My classmates came from Kenya, Nigeria, Korea, Yugoslavia, Pakistan, Ghana, India and a couple countries I’m probably forgetting. Almost everyone was a teacher, engineer, lawyer or other professional back in their home country. Each was here as a stop-gap until something in their field turned up. Not a single one of us wanted to be a cab driver for any significant length of time. At least that’s what we all confidently told one another in the first class. Our teacher, a retired driver, wanted us to tell what we knew of each other’s cultures. When we went around the room introducing ourselves, racial and ethnic prejudices were given full voice. It was mostly for laughs and to break the ice but it was quite clear that few of us knew much about other tribes and what little we did know wasn’t flattering. The Africans were likely cannibals, the Southeast Asians all smelled and I—as the lone Jew of the bunch—undoubtedly owned a bank and was just slumming it. We all laughed and reassured one another that here in America we were all after the same thing.
One of the refrains of the two-week course was about how in Chicago cab drivers were “Ambassadors to the City.” It was our job to present our town to visitors in the best possible light. According to the handout we were made to repeat out loud in unison over and over, we were to be some combination of tour guide and civic booster to each and every passenger getting into our cab at O’Hare, Midway or Union Station. What did any of us actually know about this city aside from being from elsewhere and finding ourselves here in need of some way to get by? That would remain to be seen.
Over the nine years that I drove, I rarely ran into my classmates. Most don’t stick with it very long. The two-week class hardly prepares you for the actual job. It takes months to even begin to make sense of it, let alone earn any money at it. When we would run into each other, though, there might be a slight nod, a half smile, but not much more. It’s a solitary thing, driving a cab and each of us was in it to get elsewhere as fast as we could. To talk to each other would be to acknowledge that we had stuck around longer than we had intended; it was more or less to acknowledge our failure to find any better way to make a living.
At the airports, cabstands and all-night restaurants where cab drivers congregated, most typically stuck to their own kind. Pakistanis might break bread with Indians but would do so less often with Eastern Europeans or Africans, and the same would hold true for most races and ethnicities. The American melting pot had not had its way with this bunch quite yet. Every so often there were exceptions. Differently colored and clothed men could sometimes be seen strolling together up and down the rows of taxis at the O’Hare Staging Area. The African food truck parked by the cabstand at the Sheraton boasted customers from every continent. The managers and other employees at the garage—often former drivers—hailed from every country imaginable.

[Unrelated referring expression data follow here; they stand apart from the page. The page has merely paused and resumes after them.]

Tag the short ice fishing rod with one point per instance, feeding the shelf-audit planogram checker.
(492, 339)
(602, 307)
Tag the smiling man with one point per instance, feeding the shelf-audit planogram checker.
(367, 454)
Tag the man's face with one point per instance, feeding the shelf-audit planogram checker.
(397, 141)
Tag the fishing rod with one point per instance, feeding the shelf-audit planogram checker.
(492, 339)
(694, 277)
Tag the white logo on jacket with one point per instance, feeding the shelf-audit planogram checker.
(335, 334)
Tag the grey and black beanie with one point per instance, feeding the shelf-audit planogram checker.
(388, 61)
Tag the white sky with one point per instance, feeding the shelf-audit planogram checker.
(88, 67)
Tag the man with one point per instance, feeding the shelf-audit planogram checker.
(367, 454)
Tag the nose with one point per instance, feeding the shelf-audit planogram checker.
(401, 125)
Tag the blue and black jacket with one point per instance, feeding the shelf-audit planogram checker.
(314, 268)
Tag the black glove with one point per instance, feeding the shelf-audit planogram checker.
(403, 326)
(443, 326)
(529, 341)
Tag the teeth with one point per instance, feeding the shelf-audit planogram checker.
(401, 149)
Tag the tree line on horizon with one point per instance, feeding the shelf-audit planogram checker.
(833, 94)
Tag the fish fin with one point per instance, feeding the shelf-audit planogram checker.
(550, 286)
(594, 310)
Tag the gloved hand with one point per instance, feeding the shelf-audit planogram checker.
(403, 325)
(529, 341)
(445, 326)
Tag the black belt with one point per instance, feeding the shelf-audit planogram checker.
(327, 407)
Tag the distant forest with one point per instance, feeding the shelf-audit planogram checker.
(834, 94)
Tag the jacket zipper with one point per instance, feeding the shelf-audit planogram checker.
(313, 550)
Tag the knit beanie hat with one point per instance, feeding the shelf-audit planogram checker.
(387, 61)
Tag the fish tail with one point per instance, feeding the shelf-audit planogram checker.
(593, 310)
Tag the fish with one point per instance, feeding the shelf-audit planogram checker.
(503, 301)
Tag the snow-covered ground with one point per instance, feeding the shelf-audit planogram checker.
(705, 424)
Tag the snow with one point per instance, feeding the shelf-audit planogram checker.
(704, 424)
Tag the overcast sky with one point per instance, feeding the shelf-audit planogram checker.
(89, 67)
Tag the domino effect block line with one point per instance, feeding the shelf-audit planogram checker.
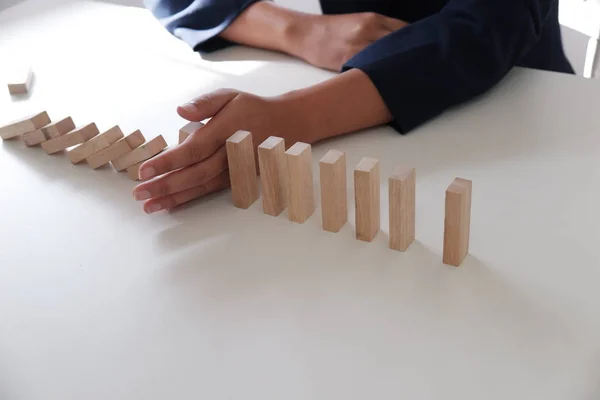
(242, 169)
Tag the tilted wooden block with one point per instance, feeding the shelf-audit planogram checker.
(457, 223)
(402, 208)
(242, 169)
(142, 153)
(24, 125)
(334, 200)
(273, 175)
(116, 150)
(73, 138)
(188, 129)
(102, 141)
(367, 198)
(301, 193)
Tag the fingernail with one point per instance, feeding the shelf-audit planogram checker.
(153, 208)
(147, 173)
(144, 195)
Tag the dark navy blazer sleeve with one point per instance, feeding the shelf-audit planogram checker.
(198, 22)
(451, 56)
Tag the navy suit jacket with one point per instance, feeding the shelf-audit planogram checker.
(452, 51)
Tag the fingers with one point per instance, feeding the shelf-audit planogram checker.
(207, 105)
(171, 201)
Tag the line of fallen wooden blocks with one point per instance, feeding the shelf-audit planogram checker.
(286, 180)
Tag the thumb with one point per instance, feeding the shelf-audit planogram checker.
(206, 106)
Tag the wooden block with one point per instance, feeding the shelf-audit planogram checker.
(457, 223)
(301, 194)
(142, 153)
(116, 150)
(188, 129)
(273, 175)
(24, 125)
(73, 138)
(402, 208)
(334, 201)
(242, 169)
(102, 141)
(367, 197)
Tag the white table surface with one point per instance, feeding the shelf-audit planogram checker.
(100, 301)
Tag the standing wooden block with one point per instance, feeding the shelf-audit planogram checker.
(273, 175)
(116, 150)
(188, 129)
(301, 194)
(457, 223)
(242, 169)
(24, 125)
(142, 153)
(78, 136)
(94, 145)
(367, 197)
(402, 208)
(334, 201)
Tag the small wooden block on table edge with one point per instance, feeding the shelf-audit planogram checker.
(301, 194)
(273, 175)
(93, 146)
(457, 221)
(142, 153)
(402, 208)
(24, 125)
(334, 199)
(367, 198)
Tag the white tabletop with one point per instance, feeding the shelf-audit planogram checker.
(100, 301)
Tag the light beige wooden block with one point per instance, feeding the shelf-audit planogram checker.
(142, 153)
(273, 175)
(116, 150)
(242, 169)
(402, 190)
(301, 194)
(457, 223)
(24, 125)
(367, 198)
(100, 142)
(334, 201)
(188, 129)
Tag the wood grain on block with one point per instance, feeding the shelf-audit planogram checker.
(273, 175)
(367, 198)
(242, 169)
(301, 194)
(142, 153)
(24, 125)
(116, 150)
(457, 223)
(402, 208)
(188, 129)
(73, 138)
(100, 142)
(334, 200)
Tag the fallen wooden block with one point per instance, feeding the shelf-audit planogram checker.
(242, 169)
(273, 175)
(402, 208)
(301, 194)
(457, 222)
(334, 200)
(188, 129)
(367, 197)
(102, 141)
(73, 138)
(116, 150)
(24, 125)
(142, 153)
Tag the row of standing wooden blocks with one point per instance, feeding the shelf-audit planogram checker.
(286, 180)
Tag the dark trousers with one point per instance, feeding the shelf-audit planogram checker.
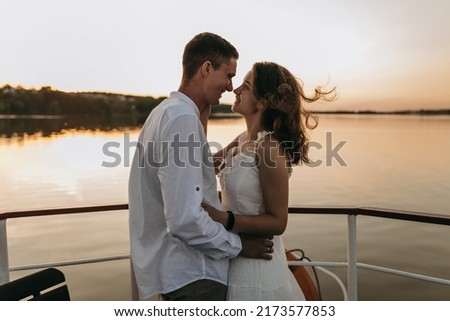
(201, 290)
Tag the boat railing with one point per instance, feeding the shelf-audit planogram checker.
(351, 264)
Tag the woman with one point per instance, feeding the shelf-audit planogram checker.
(254, 170)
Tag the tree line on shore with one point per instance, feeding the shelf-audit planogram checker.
(48, 101)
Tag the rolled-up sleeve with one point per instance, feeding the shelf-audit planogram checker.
(181, 178)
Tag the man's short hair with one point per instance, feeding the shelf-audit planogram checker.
(203, 47)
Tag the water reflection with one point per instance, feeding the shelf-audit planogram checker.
(19, 127)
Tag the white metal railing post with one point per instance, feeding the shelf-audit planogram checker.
(352, 272)
(134, 288)
(4, 260)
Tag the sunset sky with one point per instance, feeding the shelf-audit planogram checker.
(381, 54)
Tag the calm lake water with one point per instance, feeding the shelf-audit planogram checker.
(388, 161)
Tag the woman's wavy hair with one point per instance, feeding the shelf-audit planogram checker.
(283, 98)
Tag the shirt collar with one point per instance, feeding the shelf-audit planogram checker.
(179, 95)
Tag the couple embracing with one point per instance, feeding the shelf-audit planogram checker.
(186, 244)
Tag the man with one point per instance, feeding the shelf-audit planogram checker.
(177, 250)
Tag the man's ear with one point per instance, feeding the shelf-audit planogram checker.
(260, 106)
(206, 68)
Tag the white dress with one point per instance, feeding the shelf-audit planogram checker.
(253, 279)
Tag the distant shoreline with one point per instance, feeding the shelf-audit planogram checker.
(48, 102)
(395, 112)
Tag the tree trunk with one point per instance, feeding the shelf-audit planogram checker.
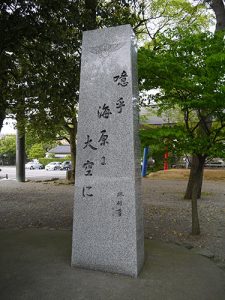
(196, 177)
(219, 10)
(20, 154)
(90, 21)
(194, 205)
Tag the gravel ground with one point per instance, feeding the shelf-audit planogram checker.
(167, 216)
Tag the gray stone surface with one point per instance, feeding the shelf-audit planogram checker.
(108, 223)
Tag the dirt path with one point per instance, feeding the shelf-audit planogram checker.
(167, 216)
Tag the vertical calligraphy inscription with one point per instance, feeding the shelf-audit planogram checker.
(107, 228)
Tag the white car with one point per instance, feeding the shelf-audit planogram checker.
(54, 165)
(33, 165)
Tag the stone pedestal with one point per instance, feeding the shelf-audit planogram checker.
(108, 222)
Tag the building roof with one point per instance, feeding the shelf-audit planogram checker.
(62, 149)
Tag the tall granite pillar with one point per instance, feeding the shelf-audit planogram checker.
(108, 223)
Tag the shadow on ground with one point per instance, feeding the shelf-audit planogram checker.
(35, 264)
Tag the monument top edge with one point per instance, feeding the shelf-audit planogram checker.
(124, 28)
(117, 34)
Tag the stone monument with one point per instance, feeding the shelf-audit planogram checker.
(108, 218)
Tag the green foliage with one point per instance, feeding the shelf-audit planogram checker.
(8, 149)
(36, 151)
(189, 73)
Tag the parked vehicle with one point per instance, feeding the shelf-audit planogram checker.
(66, 165)
(33, 165)
(215, 163)
(54, 165)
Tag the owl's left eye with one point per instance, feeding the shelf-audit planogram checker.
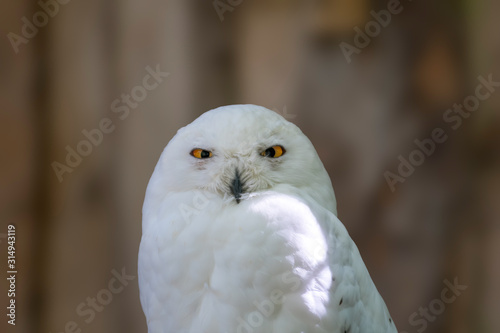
(201, 153)
(274, 151)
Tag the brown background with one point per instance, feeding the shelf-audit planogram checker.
(441, 223)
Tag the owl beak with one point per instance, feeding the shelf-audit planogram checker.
(237, 187)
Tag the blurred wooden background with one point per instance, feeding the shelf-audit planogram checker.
(442, 223)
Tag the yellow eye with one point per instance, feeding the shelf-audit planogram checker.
(201, 153)
(274, 151)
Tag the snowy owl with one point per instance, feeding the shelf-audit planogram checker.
(241, 235)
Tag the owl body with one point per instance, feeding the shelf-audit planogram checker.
(238, 246)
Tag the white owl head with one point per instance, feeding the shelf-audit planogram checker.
(240, 150)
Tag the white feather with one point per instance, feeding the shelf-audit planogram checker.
(278, 261)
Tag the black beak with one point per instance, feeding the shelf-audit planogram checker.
(237, 187)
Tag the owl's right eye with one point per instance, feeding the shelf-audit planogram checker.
(201, 153)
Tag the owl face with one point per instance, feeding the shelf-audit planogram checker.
(237, 151)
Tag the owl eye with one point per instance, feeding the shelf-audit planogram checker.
(201, 153)
(274, 151)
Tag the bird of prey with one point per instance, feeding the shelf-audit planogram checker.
(240, 235)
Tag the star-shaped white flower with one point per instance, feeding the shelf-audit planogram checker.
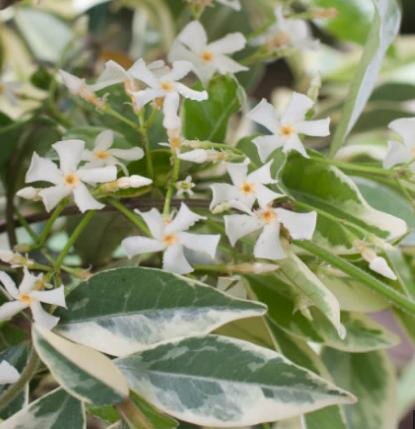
(69, 178)
(27, 296)
(300, 226)
(246, 187)
(286, 33)
(103, 155)
(8, 373)
(287, 127)
(404, 151)
(167, 88)
(171, 238)
(207, 58)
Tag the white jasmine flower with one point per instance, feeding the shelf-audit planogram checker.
(185, 187)
(8, 373)
(246, 188)
(376, 263)
(167, 89)
(79, 87)
(286, 33)
(171, 238)
(69, 178)
(404, 151)
(301, 226)
(199, 156)
(103, 155)
(27, 296)
(207, 58)
(285, 128)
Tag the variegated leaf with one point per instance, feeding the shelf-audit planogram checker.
(83, 372)
(126, 310)
(223, 382)
(56, 410)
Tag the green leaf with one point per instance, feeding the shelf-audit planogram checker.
(370, 376)
(383, 31)
(330, 191)
(83, 372)
(208, 120)
(125, 310)
(218, 381)
(56, 410)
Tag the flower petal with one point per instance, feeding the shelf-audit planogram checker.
(202, 243)
(98, 174)
(42, 317)
(301, 226)
(53, 296)
(193, 36)
(10, 309)
(174, 260)
(183, 220)
(268, 245)
(70, 154)
(84, 200)
(264, 114)
(238, 226)
(398, 153)
(266, 145)
(9, 284)
(318, 128)
(297, 108)
(43, 169)
(8, 373)
(53, 195)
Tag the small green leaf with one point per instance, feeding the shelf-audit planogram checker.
(125, 310)
(83, 372)
(208, 120)
(383, 31)
(56, 410)
(218, 381)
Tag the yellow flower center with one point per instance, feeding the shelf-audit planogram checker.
(102, 154)
(287, 130)
(25, 298)
(170, 239)
(207, 56)
(167, 86)
(247, 188)
(71, 179)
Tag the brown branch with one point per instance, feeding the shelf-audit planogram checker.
(142, 204)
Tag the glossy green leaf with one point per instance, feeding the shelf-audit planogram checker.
(369, 376)
(383, 31)
(208, 120)
(56, 410)
(329, 190)
(85, 373)
(224, 382)
(125, 310)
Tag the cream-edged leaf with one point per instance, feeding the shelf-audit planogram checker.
(85, 373)
(126, 310)
(223, 382)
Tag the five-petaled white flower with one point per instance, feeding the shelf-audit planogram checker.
(69, 178)
(103, 154)
(171, 238)
(400, 153)
(246, 188)
(286, 33)
(166, 89)
(27, 296)
(300, 226)
(8, 373)
(285, 128)
(207, 58)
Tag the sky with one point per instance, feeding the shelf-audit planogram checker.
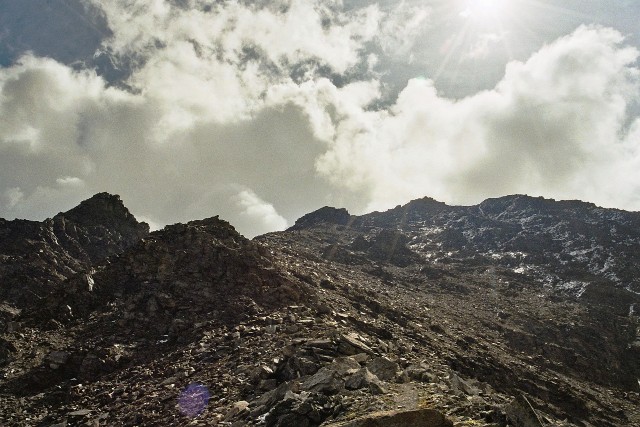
(262, 111)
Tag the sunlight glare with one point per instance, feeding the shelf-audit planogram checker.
(484, 10)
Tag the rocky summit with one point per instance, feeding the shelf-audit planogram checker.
(519, 312)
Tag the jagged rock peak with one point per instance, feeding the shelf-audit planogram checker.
(324, 215)
(103, 209)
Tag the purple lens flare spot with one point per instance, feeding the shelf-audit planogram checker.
(194, 400)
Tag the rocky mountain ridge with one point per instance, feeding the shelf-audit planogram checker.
(35, 257)
(519, 311)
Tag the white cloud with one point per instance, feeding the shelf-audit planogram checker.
(262, 215)
(229, 113)
(550, 127)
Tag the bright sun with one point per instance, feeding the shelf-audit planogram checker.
(485, 10)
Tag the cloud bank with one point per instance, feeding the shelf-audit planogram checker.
(263, 111)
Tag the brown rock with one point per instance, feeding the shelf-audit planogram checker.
(415, 418)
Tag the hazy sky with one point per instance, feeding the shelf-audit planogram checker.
(261, 111)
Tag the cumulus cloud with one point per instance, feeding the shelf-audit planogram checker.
(552, 126)
(261, 215)
(228, 111)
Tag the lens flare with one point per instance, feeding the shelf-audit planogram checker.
(194, 400)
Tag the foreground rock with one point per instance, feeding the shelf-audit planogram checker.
(496, 315)
(415, 418)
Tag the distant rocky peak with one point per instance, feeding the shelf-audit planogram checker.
(213, 226)
(325, 215)
(103, 209)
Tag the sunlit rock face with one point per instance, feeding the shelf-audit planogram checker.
(36, 257)
(516, 311)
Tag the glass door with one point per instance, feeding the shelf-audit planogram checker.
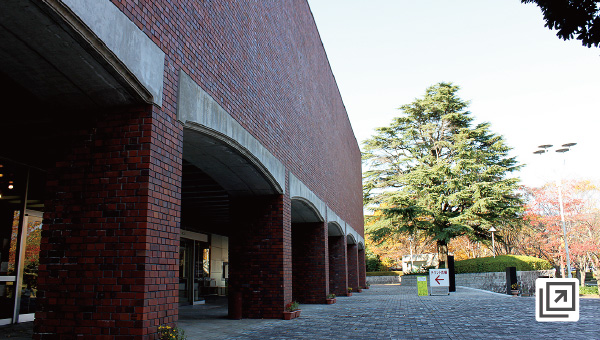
(194, 271)
(21, 195)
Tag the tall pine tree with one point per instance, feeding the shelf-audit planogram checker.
(432, 170)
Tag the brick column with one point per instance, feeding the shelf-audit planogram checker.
(362, 270)
(260, 255)
(310, 262)
(109, 248)
(338, 270)
(353, 266)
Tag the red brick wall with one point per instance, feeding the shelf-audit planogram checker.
(260, 255)
(108, 260)
(310, 262)
(338, 271)
(263, 61)
(352, 254)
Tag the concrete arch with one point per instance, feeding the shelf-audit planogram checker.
(231, 165)
(304, 211)
(361, 245)
(217, 144)
(334, 229)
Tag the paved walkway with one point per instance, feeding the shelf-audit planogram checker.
(396, 312)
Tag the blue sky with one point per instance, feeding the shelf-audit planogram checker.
(533, 87)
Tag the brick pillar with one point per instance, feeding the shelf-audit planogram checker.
(260, 255)
(353, 266)
(110, 238)
(338, 270)
(310, 262)
(362, 270)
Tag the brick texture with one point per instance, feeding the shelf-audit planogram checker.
(338, 270)
(310, 262)
(108, 260)
(362, 269)
(260, 256)
(263, 61)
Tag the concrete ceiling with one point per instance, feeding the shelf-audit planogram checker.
(58, 62)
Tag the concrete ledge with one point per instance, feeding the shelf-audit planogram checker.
(132, 46)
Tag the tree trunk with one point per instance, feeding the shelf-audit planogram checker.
(442, 254)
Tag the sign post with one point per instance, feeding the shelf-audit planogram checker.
(439, 281)
(422, 286)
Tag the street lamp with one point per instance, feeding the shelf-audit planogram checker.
(564, 148)
(492, 230)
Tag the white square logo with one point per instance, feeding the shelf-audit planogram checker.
(556, 300)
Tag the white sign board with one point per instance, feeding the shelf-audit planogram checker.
(439, 278)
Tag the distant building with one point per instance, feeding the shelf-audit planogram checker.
(418, 261)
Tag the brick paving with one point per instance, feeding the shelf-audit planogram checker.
(396, 312)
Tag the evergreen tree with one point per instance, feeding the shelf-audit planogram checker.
(578, 19)
(432, 170)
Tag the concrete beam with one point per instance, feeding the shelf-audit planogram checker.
(132, 46)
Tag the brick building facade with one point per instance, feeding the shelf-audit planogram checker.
(174, 148)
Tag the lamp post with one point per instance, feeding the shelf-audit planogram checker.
(492, 230)
(564, 148)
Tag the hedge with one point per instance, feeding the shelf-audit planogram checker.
(499, 264)
(392, 273)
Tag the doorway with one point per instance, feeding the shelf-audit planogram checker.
(194, 271)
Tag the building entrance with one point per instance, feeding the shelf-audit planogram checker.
(194, 271)
(20, 236)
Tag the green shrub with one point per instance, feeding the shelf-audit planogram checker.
(373, 263)
(499, 264)
(588, 290)
(394, 273)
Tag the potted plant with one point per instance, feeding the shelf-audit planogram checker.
(514, 289)
(291, 310)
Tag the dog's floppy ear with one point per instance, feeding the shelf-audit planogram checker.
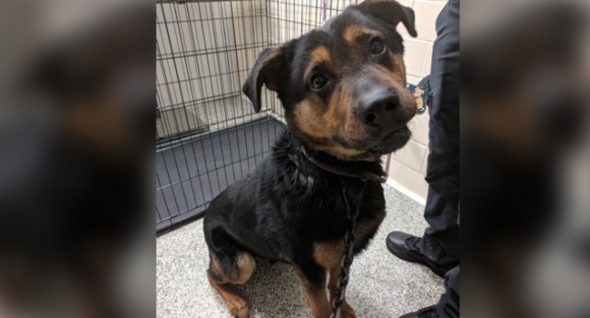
(266, 71)
(391, 12)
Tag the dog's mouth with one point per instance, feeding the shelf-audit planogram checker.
(392, 141)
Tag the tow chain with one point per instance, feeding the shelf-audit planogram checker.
(348, 254)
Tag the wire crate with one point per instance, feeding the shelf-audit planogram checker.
(208, 134)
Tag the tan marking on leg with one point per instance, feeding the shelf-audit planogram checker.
(328, 254)
(315, 295)
(247, 265)
(346, 309)
(223, 281)
(235, 303)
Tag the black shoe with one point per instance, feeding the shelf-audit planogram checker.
(428, 312)
(405, 246)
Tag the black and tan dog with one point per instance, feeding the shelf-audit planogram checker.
(343, 90)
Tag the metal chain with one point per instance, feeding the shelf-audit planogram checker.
(348, 254)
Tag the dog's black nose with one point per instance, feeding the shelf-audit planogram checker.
(377, 106)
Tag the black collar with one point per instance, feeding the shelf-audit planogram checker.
(363, 176)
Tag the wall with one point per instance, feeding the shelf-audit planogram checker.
(408, 165)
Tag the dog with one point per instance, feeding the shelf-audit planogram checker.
(342, 87)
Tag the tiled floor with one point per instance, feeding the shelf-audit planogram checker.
(381, 285)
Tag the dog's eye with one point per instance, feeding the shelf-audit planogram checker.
(317, 81)
(376, 45)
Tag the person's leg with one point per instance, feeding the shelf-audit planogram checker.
(448, 304)
(441, 239)
(439, 247)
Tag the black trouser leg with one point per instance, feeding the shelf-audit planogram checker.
(441, 239)
(448, 305)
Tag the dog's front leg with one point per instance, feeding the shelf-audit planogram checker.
(313, 279)
(346, 310)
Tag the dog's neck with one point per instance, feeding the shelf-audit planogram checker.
(362, 170)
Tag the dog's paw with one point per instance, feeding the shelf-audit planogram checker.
(347, 311)
(238, 307)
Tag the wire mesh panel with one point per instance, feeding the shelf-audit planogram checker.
(208, 133)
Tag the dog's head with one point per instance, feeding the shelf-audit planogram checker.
(343, 85)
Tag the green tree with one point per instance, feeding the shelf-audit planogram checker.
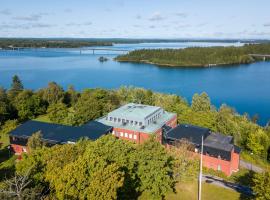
(87, 108)
(105, 183)
(28, 105)
(201, 102)
(5, 129)
(262, 186)
(258, 143)
(35, 141)
(53, 93)
(71, 96)
(58, 113)
(16, 86)
(4, 106)
(154, 169)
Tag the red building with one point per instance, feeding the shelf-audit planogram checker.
(219, 152)
(136, 122)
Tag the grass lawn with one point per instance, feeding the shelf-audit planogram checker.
(189, 191)
(7, 164)
(43, 118)
(255, 160)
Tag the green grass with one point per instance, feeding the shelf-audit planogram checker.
(43, 118)
(189, 191)
(7, 164)
(255, 160)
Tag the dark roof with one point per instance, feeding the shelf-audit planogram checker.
(61, 133)
(192, 133)
(219, 141)
(237, 149)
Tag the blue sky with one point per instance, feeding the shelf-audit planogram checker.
(135, 18)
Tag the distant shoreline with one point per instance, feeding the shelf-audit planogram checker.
(199, 56)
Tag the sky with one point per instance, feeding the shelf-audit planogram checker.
(220, 19)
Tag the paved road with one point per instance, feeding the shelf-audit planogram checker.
(228, 185)
(250, 166)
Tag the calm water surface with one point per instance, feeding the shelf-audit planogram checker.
(244, 87)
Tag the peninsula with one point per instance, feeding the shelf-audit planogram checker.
(50, 43)
(199, 56)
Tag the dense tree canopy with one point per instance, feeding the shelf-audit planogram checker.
(197, 56)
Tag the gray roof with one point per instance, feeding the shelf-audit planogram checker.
(136, 112)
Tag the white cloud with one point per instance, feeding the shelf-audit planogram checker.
(181, 14)
(157, 17)
(5, 12)
(33, 17)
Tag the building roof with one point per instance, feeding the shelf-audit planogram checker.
(57, 133)
(151, 128)
(189, 132)
(136, 112)
(219, 141)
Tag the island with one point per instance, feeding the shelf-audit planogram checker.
(50, 43)
(199, 56)
(103, 59)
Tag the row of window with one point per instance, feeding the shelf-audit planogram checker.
(154, 118)
(126, 135)
(119, 120)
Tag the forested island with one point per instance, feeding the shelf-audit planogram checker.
(199, 56)
(50, 43)
(116, 169)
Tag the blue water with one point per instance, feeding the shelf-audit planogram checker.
(244, 87)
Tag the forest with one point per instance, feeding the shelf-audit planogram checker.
(198, 56)
(109, 168)
(47, 43)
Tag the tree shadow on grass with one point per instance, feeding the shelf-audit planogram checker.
(246, 179)
(7, 164)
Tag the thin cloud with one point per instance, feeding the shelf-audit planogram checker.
(67, 10)
(138, 17)
(79, 24)
(157, 17)
(88, 23)
(5, 12)
(33, 17)
(181, 14)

The Public Chauffeur Training Institute moved to Olive-Harvey College on the far South Side a few years back, but I have no doubt that at the beginning of every new course the students break the ice more or less like mine did in 2003. They’ll joke about where they’re from and promise one another that they’ll only drive for a year or two until something better comes along. They’ll learn the city and share it with their passengers the best they can. Each will represent Chicago as a mixture of where they came from and where they’d like to go; every tick of the taxi meter taking them a little closer to their next destination, wherever that may be.